Facebook denied a Monday report from The Wall Street Journal alleging the company is currently in the process of asking for in-depth financial information on customers of major banks in the United States. In a statement provided to TechCrunch, the firm downplayed the reported scope of its ambition to build new financial services powered by its Messenger app and other solutions, consequently dismissing the majority of privacy concerns raised by its recent efforts in the field. Features such as account management and customer support chat have been supported by Facebook's services for a while now and are already live in select markets such as Singapore where Citibank customers are able to interact with a Messenger chatbot in order to check their account balance contact customer service, or report fraud. That particular functionality is entirely automated, with human employees being taken out of the equation for the purpose of ensuring a maximum level of user privacy, according to the company.
Facebook's move to approach major financial institutions in the U.S. was of similar nature and didn't entail any requests for credit card transaction histories, nor is the social media giant interested in launching a dedicated banking service moving forward, spokeswoman Elisabeth Diana said.
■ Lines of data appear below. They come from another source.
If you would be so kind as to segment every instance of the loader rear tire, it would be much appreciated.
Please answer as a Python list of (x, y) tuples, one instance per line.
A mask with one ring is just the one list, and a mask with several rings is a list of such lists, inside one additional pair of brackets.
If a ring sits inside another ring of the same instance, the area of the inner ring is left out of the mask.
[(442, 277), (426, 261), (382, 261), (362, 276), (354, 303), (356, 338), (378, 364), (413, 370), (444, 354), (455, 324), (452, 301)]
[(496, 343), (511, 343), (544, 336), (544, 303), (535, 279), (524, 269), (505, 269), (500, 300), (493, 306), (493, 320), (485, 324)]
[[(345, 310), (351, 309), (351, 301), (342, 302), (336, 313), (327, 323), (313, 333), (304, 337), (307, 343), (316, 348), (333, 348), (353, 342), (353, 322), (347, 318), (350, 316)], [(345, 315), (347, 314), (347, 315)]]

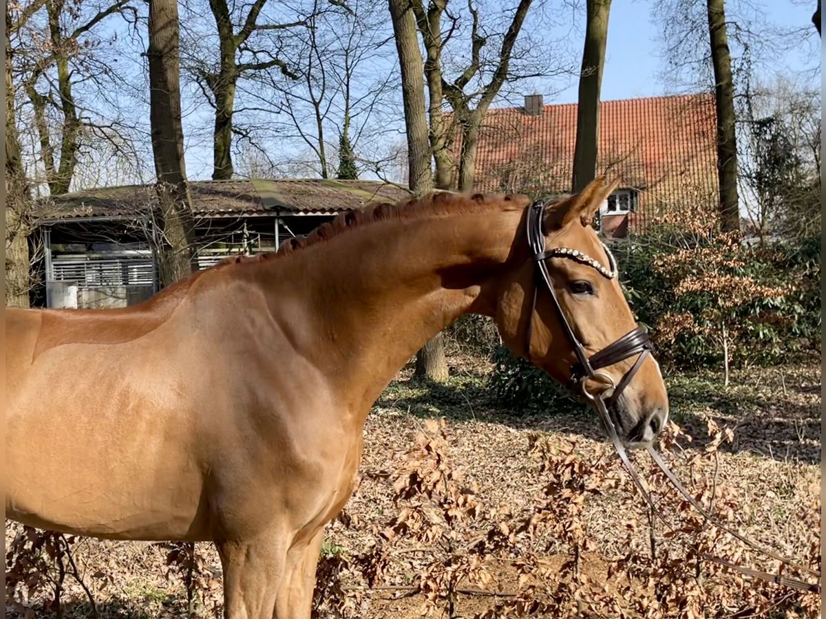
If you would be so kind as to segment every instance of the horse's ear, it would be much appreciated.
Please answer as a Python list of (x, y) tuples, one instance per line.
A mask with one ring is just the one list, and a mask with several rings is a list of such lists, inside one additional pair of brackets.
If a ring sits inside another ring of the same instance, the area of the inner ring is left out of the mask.
[(582, 225), (589, 225), (600, 205), (613, 193), (619, 184), (619, 178), (609, 182), (605, 177), (597, 177), (579, 193), (552, 205), (545, 210), (543, 222), (545, 233), (558, 230), (576, 220), (580, 221)]

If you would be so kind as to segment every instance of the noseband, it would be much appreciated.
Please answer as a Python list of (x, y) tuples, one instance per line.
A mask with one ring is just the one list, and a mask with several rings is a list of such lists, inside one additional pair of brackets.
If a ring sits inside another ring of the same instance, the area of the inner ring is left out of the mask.
[[(575, 260), (592, 267), (606, 279), (614, 279), (617, 276), (616, 262), (614, 260), (614, 256), (611, 255), (610, 251), (605, 247), (605, 243), (603, 243), (602, 247), (608, 255), (609, 268), (605, 268), (590, 256), (576, 249), (553, 248), (546, 250), (545, 235), (542, 230), (542, 220), (545, 206), (545, 202), (534, 202), (528, 208), (526, 220), (528, 244), (530, 247), (534, 262), (537, 267), (537, 281), (534, 285), (533, 298), (530, 304), (530, 315), (528, 319), (528, 354), (529, 356), (530, 354), (530, 338), (533, 333), (534, 312), (536, 310), (538, 290), (540, 284), (544, 284), (544, 287), (551, 293), (553, 305), (556, 307), (557, 314), (559, 315), (559, 322), (562, 323), (563, 329), (567, 334), (568, 340), (570, 340), (573, 352), (577, 356), (577, 363), (571, 367), (571, 378), (567, 385), (568, 389), (572, 391), (576, 391), (576, 387), (578, 385), (582, 390), (582, 394), (588, 399), (593, 400), (598, 396), (592, 395), (588, 392), (586, 388), (586, 381), (591, 378), (602, 379), (603, 381), (607, 380), (610, 385), (609, 390), (613, 389), (614, 393), (606, 400), (608, 404), (613, 404), (616, 402), (620, 394), (628, 386), (629, 383), (631, 382), (631, 379), (634, 378), (643, 365), (645, 357), (651, 354), (651, 340), (648, 338), (648, 334), (641, 327), (636, 327), (614, 343), (609, 344), (599, 352), (591, 355), (590, 357), (588, 357), (585, 347), (582, 346), (577, 334), (574, 333), (571, 324), (565, 317), (565, 313), (559, 304), (559, 299), (557, 297), (556, 291), (553, 289), (553, 280), (548, 271), (548, 264), (545, 261), (550, 258), (566, 258)], [(608, 367), (615, 363), (619, 363), (634, 355), (639, 355), (636, 363), (634, 364), (630, 370), (625, 372), (620, 380), (619, 385), (615, 385), (614, 380), (605, 372), (598, 371), (598, 370)], [(606, 390), (606, 391), (609, 390)], [(605, 399), (601, 396), (599, 397), (601, 399)]]

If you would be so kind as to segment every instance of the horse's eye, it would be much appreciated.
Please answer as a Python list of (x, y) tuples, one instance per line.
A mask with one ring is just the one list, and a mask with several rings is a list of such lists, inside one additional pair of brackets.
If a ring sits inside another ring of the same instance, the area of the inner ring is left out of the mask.
[(571, 291), (575, 295), (593, 295), (594, 286), (590, 281), (585, 280), (577, 280), (570, 284)]

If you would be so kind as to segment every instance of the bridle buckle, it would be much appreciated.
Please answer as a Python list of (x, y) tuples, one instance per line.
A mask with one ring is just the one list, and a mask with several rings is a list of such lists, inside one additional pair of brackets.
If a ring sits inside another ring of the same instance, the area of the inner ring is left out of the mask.
[[(588, 390), (586, 384), (588, 380), (597, 377), (605, 379), (610, 386), (606, 386), (604, 390), (596, 394), (592, 394)], [(594, 372), (591, 376), (584, 375), (580, 376), (577, 382), (579, 383), (579, 387), (582, 391), (582, 395), (584, 395), (587, 399), (590, 399), (591, 402), (595, 401), (597, 398), (603, 401), (610, 399), (614, 396), (617, 389), (617, 385), (616, 383), (614, 382), (614, 379), (605, 372)]]

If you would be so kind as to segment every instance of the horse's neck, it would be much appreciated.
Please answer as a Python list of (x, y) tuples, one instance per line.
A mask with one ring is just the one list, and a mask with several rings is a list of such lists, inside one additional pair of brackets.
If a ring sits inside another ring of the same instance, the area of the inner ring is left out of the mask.
[[(372, 403), (451, 322), (468, 311), (492, 314), (493, 281), (510, 255), (520, 215), (500, 210), (369, 224), (273, 261), (267, 268), (278, 273), (265, 275), (262, 286), (277, 277), (300, 291), (310, 326), (295, 332), (301, 352)], [(273, 315), (284, 302), (273, 291)]]

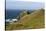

Any partnerships with American banks Facebook may end up agreeing won't see bank customer data being used for the purposes of targeting advertisements or personalizing any other kind of content served through the company's platforms, according to the same official.
While the Monday report indicated Facebook has been proactive about all of its collaborations with banks, the Menlo Park, California-based firm said some institutions also approached it with the idea of establishing such partnerships on their own. Facebook is understood to be pursuing financial integrations with its app portfolio in order to boost user engagement rates which are being threatened by its continued fight against misinformation and low-quality content, an endeavor that already saw its News Feed largely purged from engaging content posted by Pages.